= Paul Krutak =

American paleontologist

Paul Russell Krutak (born 1934 in Pueblo, Colorado; died December 7, 2016) was an eminent American micropaleontologist. He received his Bachelor's and master's degrees in Geology at Louisiana State University (LSU) in Baton Rouge, as well as a Ph.D. in Geology at LSU in 1963. His dissertation was entitled Structure, Stratigraphy, and Provincial Relationships of Sierra de la Gavia, Coahuila, Mexico.

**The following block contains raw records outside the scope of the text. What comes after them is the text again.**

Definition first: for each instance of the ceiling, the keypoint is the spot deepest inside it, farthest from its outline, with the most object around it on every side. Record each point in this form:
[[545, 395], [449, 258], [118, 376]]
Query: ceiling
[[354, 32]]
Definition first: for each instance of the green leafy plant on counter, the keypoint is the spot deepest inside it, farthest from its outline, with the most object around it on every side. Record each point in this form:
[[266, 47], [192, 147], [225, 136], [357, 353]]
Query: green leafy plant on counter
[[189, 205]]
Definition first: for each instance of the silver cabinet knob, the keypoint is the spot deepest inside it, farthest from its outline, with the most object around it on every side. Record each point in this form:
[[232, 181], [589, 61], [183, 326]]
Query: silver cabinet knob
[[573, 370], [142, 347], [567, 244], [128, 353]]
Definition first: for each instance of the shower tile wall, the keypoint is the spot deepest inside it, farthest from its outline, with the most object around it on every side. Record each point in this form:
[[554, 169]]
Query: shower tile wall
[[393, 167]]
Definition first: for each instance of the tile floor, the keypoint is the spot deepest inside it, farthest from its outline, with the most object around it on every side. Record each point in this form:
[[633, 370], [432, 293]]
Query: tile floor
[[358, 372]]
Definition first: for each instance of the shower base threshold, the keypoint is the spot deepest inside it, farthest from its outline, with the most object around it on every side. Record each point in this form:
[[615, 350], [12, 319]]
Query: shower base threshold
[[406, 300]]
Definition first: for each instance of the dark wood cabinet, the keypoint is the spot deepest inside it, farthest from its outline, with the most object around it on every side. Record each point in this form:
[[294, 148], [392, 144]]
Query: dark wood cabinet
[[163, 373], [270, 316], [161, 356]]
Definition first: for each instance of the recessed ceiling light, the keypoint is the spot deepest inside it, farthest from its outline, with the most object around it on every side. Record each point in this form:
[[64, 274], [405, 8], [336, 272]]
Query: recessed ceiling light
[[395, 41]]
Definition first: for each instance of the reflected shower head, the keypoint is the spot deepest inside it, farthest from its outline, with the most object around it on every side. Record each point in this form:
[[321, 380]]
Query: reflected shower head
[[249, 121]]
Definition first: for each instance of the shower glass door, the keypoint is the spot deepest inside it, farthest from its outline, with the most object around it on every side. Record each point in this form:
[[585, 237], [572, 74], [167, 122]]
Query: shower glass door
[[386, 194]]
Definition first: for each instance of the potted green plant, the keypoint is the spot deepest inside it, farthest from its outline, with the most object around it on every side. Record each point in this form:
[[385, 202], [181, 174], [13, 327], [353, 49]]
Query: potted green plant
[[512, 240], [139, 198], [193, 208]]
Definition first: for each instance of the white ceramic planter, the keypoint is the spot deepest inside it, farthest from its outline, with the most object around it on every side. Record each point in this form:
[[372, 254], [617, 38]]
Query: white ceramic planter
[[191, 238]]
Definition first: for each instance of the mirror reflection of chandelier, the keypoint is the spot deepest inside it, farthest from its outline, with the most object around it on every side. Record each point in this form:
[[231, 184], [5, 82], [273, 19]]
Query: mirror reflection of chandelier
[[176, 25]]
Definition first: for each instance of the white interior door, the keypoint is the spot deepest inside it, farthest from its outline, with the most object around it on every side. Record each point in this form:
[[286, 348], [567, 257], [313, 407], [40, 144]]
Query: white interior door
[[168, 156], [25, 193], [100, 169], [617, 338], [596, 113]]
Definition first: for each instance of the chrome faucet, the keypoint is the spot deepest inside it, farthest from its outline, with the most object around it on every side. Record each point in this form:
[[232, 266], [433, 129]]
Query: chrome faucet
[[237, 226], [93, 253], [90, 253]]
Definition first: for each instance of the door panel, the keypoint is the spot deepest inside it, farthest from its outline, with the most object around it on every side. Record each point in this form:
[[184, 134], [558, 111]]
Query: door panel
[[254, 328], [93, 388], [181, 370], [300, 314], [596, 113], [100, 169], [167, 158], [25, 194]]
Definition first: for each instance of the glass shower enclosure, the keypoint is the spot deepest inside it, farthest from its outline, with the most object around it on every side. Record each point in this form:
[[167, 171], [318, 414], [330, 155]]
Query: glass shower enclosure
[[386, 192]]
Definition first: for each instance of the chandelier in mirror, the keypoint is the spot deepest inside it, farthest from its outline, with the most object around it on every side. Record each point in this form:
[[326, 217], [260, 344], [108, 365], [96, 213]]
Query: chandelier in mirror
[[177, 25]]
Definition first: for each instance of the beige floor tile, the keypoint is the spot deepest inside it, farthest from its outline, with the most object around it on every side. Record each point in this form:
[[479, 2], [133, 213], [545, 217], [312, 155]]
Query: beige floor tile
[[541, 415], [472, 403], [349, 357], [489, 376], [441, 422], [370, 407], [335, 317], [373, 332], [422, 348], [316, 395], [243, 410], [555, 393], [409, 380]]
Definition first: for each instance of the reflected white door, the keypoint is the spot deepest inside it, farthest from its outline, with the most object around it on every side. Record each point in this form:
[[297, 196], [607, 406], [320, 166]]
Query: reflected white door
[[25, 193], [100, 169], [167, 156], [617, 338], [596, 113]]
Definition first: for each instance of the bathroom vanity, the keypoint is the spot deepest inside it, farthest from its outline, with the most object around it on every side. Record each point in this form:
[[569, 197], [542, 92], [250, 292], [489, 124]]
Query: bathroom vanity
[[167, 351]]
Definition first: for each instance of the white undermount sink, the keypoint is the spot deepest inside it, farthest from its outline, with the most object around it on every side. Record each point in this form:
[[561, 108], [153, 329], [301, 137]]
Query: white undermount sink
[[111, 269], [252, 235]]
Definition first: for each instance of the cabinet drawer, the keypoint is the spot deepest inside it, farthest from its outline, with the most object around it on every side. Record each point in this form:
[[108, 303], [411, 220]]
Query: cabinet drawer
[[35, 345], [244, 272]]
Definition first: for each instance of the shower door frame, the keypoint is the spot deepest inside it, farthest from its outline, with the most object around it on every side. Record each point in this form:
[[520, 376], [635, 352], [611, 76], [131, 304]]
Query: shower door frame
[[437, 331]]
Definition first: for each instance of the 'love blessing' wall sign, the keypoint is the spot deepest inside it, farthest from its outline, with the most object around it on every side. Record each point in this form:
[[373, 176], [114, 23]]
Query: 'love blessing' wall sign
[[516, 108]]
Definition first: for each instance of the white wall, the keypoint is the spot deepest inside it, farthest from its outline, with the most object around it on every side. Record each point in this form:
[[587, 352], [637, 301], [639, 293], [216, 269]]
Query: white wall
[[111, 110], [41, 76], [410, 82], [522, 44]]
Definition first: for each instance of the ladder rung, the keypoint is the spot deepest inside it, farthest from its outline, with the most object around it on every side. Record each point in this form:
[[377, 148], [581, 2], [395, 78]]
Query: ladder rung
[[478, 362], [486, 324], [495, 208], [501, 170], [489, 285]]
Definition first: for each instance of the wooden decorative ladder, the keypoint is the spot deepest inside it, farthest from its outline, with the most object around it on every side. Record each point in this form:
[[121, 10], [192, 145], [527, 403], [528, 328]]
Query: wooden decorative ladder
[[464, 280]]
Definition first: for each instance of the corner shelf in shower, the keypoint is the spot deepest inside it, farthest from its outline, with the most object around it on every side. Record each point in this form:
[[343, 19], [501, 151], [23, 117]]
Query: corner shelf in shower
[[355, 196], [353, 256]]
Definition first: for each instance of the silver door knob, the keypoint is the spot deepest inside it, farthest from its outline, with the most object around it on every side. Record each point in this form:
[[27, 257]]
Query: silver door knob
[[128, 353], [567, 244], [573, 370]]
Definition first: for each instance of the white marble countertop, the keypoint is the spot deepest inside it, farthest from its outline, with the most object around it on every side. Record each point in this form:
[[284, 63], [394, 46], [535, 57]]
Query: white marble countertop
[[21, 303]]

Krutak was a Professor of Geology at Eastern New Mexico University, Ball State University, and the University of Nebraska-Lincoln. During his tenure at the universities, Krutak was a prolific publisher of micropaleontology articles, mainly on ostracods, authoring more than 70 papers in peer-reviewed journals. He provided the first descriptions of several ostracod taxa: Cytheromorpha anceps (1971), Cytherura erugata (1971), Loxoconcha tricornata (1971), Loxoconcha tricornata (1971), Protocytheretta ambifaria (1971), Climacoidea (Proteoconcha) costa (1979), Hemicyprideis nichuptensis (1994), and Paranesidea cancunensis (1994). These works were largely based on fieldwork in Mexico, which began in the 1950s, as well as the coastal areas of Mississippi and Louisiana.

After leaving the University of Nebraska in 1982, Krutak worked as a consulting geologist for ARCO Oil Company, primarily in Lafayette, Louisiana, with some time spent on the North Slope in Alaska. Following his stint at ARCO, Krutak finished his formal teaching career as a Professor of Geology and Chairman of the Geology Department at Fort Hays State University. In 1997, he received the President's Distinguished Scholar Award.

A lifelong member of the American Association of Petroleum Geologists, the Gulf Coast Association of Geological Societies, and Fellow of the Geological Society of America, the ostracods (1971) Loxocorniculum tricornatum Krutak and (1976) Puriana krutaki were named after him.

Krutak was an outdoorsman at heart and enjoyed mountain climbing, scaling numerous 14,000-footers in Colorado, Mt. Rainier in Washington, as well as 17,000+ foot volcanic peaks in Mexico, including Pico de Orizaba, Popocatépetl, and Iztaccíhuatl. He was also an avid handball player and won many championships, playing well into his 60s. One of his sons is the anthropologist Dr. Lars Krutak.